Nous ne sommes pas des ânes !

La réalité c’est que les mesures menées vont encore creuser les inégalités sociales. Les jeunes sont au bout du rouleau compresseur de l’austérité. Ça valait bien la peine d’attendre 500 jours, et d’avoir un premier ministre et une ministre de l’emploi socialiste !

Au prochain épisode, nous vous présenterons quelques mesures qui favorisent l’insertion durable des jeunes sur le marché de l’emploi. Ces mesures sont d’origine strictement syndicale  et garanties non gouvernementales ! Mais l’espoir fait vivre… peut-être qu’un jour, les autorités penseront davantage à leurs enfants qu’à leur capital…

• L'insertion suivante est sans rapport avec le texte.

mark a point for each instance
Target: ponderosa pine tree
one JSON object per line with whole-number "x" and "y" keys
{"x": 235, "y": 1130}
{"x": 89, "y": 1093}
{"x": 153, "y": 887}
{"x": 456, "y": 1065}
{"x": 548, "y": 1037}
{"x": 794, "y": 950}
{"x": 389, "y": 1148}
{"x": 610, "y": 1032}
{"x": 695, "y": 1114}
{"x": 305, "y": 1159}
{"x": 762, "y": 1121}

D’ici là, je vais aller me cryogéniser au Groenland. Réveillez-moi dans 100 ans, si la glace n’a pas fondu d’ici là !

 

Pierre Ledecq - Permanent National Jeunes CSC

 

[1] Citoyens Responsables Actifs Critiques et Solidaires ; définition adoptée dans les missions des décrets jeunesse.

[2] X millions par rapport au 13 milliards

[3] Chiffres 2011 du Forem et Actiris.

[4] Mathieu Pigasse, économiste français, patron de la banque Lazard. Propos recueillis par la Libre Belgique du 30/03/12.